I made cupcakes this past rainy Sunday: vanilla cake with vanilla buttercream frosting and strawberry jelly filling topped with sparkle sugar. Feeling fairly proud of my effort, I posted a couple of photos to Instagram. A former coworker commented that she missed me & my delicious treats. Not wanting to keep ALL the cupcakes for myself and my expanding waistline, I decided to drop off extra cupcakes for some of my favorite former coworkers.
When I went back to visit my former employer, west elm, yesterday it felt like going home in a good, familiar, welcoming way. I won't lie. I miss it. I miss the physical space that is west elm Austin. I miss the energy and familiarity of my former coworkers and of the store in general. After working for eight months at a different retailer (hereafter known as Employer B) that was an awful fit for my personality and personal style, in a drab poorly-lit space with ugly fixtures, inconveniently located at the corner of Urinestink Avenue and Noparking Street; going back to visit west elm provided a stark and refreshing contrast. From pulling into the designated, clean, security-patrolled, free parking garage adjacent to west elm, to basking in the abundant natural light in the store with modern fixtures and wish-list-worthy merchandise, the store greeter had me at "hello".
When I worked at west elm, I was infamous for bringing baked treats to share with happy, hungry and appreciative coworkers. When I worked at Employer B, I brought homemade treats only once. One coworker said she was mad at me for trying to make her fat. I'm afraid she was less then half-joking and more than half-mad. (Also, she was not fat at all.) Another coworker pointed out one cookie (out of thirty-six cookies) that looked slightly burnt on one bottom edge, then after the cookies sat for two days, the majority uneaten, he said that the cookies were stale from the moment I brought them to share. (The cookies were freshly baked the evening before I brought them and not stale upon arrival.) Another coworker said I must have hosted a party where I originally served the cookies and not invited him.

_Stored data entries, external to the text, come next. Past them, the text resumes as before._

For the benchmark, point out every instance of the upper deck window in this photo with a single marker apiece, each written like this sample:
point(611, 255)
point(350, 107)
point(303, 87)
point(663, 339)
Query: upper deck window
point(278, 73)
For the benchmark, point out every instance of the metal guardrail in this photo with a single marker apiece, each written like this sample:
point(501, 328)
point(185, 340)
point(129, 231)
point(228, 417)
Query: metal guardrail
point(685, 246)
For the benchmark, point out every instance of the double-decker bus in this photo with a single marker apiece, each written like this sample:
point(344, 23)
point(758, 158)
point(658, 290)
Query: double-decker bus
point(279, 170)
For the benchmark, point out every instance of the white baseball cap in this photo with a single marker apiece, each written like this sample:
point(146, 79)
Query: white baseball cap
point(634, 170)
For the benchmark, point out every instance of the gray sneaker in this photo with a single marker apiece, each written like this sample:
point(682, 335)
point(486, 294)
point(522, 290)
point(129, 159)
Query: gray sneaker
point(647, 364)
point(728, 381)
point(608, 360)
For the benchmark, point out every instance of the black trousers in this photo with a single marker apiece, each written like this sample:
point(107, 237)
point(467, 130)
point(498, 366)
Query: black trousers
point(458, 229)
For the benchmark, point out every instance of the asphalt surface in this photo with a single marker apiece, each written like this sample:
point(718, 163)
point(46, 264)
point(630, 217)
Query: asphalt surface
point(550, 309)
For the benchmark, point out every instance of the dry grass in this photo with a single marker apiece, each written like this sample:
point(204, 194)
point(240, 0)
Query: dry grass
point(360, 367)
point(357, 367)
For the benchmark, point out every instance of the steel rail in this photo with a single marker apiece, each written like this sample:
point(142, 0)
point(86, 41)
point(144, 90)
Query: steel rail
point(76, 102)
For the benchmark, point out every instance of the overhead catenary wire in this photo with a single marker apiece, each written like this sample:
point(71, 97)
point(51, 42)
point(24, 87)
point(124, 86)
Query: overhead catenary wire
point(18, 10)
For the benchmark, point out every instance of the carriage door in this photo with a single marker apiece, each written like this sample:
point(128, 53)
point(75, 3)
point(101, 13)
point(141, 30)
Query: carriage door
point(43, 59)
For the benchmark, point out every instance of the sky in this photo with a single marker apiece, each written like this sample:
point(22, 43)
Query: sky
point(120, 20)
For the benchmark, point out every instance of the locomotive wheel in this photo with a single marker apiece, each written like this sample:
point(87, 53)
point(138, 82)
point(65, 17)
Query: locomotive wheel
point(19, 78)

He started demanding to know if anyone else went to this imaginary party. (When I hosted a real party at a later date, he was not invited.)
I relay these contrasts not to say that west elm is, or was, a perfect or even near-perfect employer. A friend who has worked there for over three years still cannot get the full-time hours with benefits she desperately wants. Another friend gave me the I-can't-say-what-I'm-really-thinking eyes when she mentioned recent staff turnover. I remember the crazy 3:00 AM to 8:00 AM shifts that led me to seriously seek employment elsewhere. I remember the on-call employment situation that made budgeting my time and my expected income difficult. I remember that one work-bully at west elm whose controlling actions now seem so mild in comparison to the work-bully I encountered at Employer B. (I called it quits at Employer B for a number of reasons: one being the presence of a work-bully on the tiny staff. This work-bully waged psychological battles bent on mutually assured destruction. The second I figured out that seemingly innocent conversations with work-bully would end in hurtful gossip, mean-spirited innuendo and outright lies, I disengaged as much as possible.)
When a west elm manager brightly enquired yesterday if I wanted to work there again, I suppressed the impulse to look deep into her eyes and exclaim too loudly, "Yes, please!" Instead, I took a breath and told her I might want to come back part-time in the fall when I go back to school. And in that moment, I sincerely meant it. When mid-August rolls around and my travel calendar calms, I may still mean it. Also, my poor feet may be healed enough to withstand working retail again at that point.